Sighups will be closed May 1st. So if you want to join you still have a short period of time.

Jake


----------



## HuntinFoolUtah (Apr 5, 2011)

I don't fish all that much, but I'll join.


----------



## wolfeman (Dec 3, 2010)

im in


----------



## CamoRoss (May 4, 2010)

N7709K said:


> i say if you want to enter the fish you have to keep it.. takes limits outta the equation and really makes you think about your choice
> 
> 40fish in a day is nothing depending where you go. And then there are days where 1 or 2 fish are good



I'm out if we have to kill the fish just to count it.
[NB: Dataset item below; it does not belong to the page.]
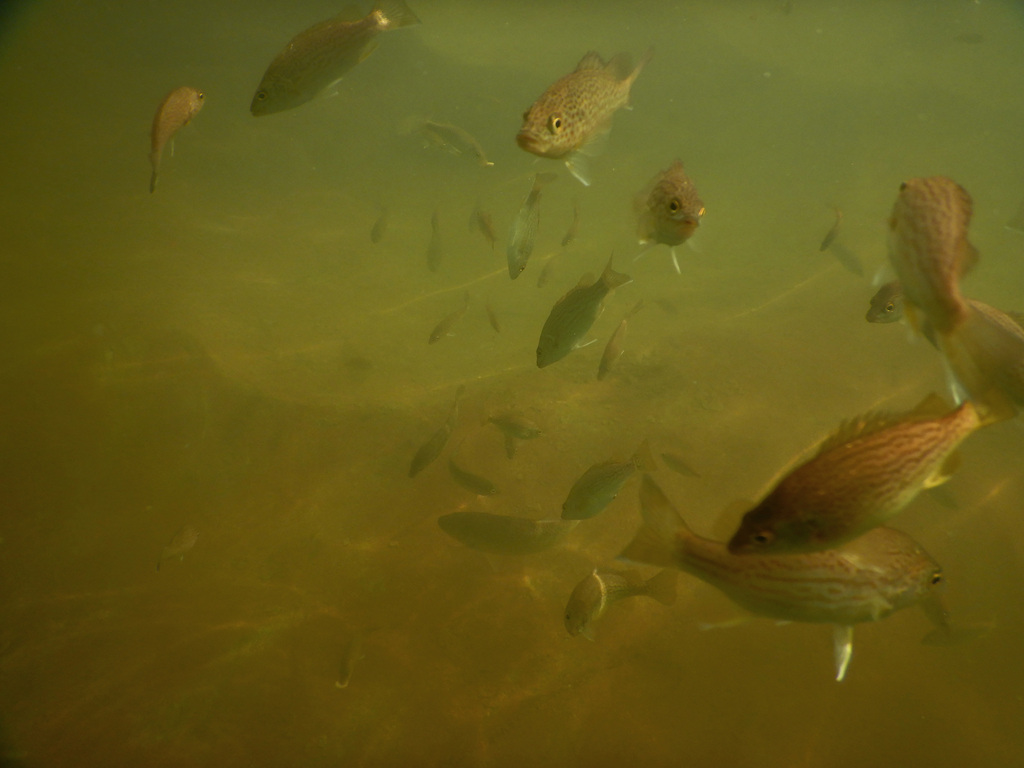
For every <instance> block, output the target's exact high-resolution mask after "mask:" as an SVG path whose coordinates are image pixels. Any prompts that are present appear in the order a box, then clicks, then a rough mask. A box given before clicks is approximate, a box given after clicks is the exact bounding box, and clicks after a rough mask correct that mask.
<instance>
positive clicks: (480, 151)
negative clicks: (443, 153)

That's the most ridiculous thing I've read in quite sometime on here.


----------



## CamoRoss (May 4, 2010)

Here's my .02.....
Due to the large number of species of fish, points should be awarded based on the individual types of fish that are caught. 
Bass will most likely be the most popular species, but catfish and blugill are more common. I would not count the bluegill the same as the catfish by no means. Say 1 pt for a bluegill and 5 for a catfish, then bass could be 3, crappie 2, musky and pike 6, trout 3, and so in and so on. 

Some species are easier to catch than others, either we have a select type of fish we focus on or a weighted system where a 5 ounce bluegill doesn't score the same as 40 pound catfish.


----------



## texashoghunter (Dec 26, 2010)

Im in,
Is there any certian way that you have to catch them? Artificials, live bait?


----------



## archerykid13 (Aug 11, 2009)

CamoRoss said:


> I'm out if we have to kill the fish just to count it. That's the most ridiculous thing I've read in quite sometime on here.


We don't have to. We take a pic of it when it's in the boat.

Jake


----------



## archerykid13 (Aug 11, 2009)

texashoghunter said:


> Im in,
> Is there any certian way that you have to catch them? Artificials, live bait?


No.

Jake


----------



## archerykid13 (Aug 11, 2009)

CamoRoss said:


> Here's my .02.....
> Due to the large number of species of fish, points should be awarded based on the individual types of fish that are caught.
> Bass will most likely be the most popular species, but catfish and blugill are more common. I would not count the bluegill the same as the catfish by no means. Say 1 pt for a bluegill and 5 for a catfish, then bass could be 3, crappie 2, musky and pike 6, trout 3, and so in and so on.
> 
> Some species are easier to catch than others, either we have a select type of fish we focus on or a weighted system where a 5 ounce bluegill doesn't score the same as 40 pound catfish.


We are scoring points by species. Go to the rule thread.

Jake


----------